Merhaba sevgili gündem okurları,
Bu yazımda sizlere biraz siyasetten ve önümüzdeki yerek seçimler için yapılan politikacılıktan bahsetmek istiyorum. Aslında politikadan pek anlayan biride değilim. Yinede su gördüğümüz, algıladığımız kadarıyla bazı konular hakkında bende kendi fikirlerimi sizlere aktarmak istiyorum.
Belki zaman zaman yazılarımda bahsetmiştirim. Ama yinede belirteyim. Ben onyedi yıldır Belçika'da yaşamaktayım. Çocukluk ve gençlik yıllarım ise anavatan Türkiye'de geçti. Zamanla Belçika'ya geldiğimde gördüm ki, politika burada da aynı. Böl, parçala ve yut takdiği burası içinde geçerli.
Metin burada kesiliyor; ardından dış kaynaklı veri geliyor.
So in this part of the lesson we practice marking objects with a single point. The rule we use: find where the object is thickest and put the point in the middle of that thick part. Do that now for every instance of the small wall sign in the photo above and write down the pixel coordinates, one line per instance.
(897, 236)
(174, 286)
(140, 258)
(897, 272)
Okul yıllarımda bizlerin etrafını siyaset simsarları sarardı. Amaçları bir siyasi partiye bağımlı olmamızı sağlamak ve militanca bizleri yetiştirmekti. Çoğu zaman başarıp o masum kardeşlerimizi istedikleri oyuna getiriyorlardı. Yani öyle bir gaz veriyorlardı ki, zehirlenmemek mümkün değil..
Evet gaz dedim. Bildiğiniz gibi çok çesit gaz türü vardir. Hava gazı, Oksijen gazı, Karbondioksit gazı, Araba gazı, Os…….k gazı vb.gibi.
Sevgili dostlar,
Bizin üzerinde durmak istediğimiz öyle bir gaz varki, maazallah insanı temas halinde felak eder. Evet bu gazın adı " pohpohlama gazı". Vallahi bir başkası tarafından bir öbürüne bu gaz verildiğinde, değil birkaç kişiye kafa tutmak bütün dünya karşısına dikilse yinede fayda etmez. İşte gaza getirilmişlerin kendilerini üzerlerine bomba yerleştirerek nasıl hem kendilerine ve hemde başkalarına zarar verdiklerini görüyoruz. Yüce Rabbim bu gazlardan bizleri korusun.
Belçika'da 8 Ekim 2006'da yapılacak seçimlerde müthiş oyunlar dönüyor. Ayrıca hiç de yakışmayan karalamalar oluyor. Demek ki, bu sadece Türkiye'de değilmiş demekden kendimi alamıyorum.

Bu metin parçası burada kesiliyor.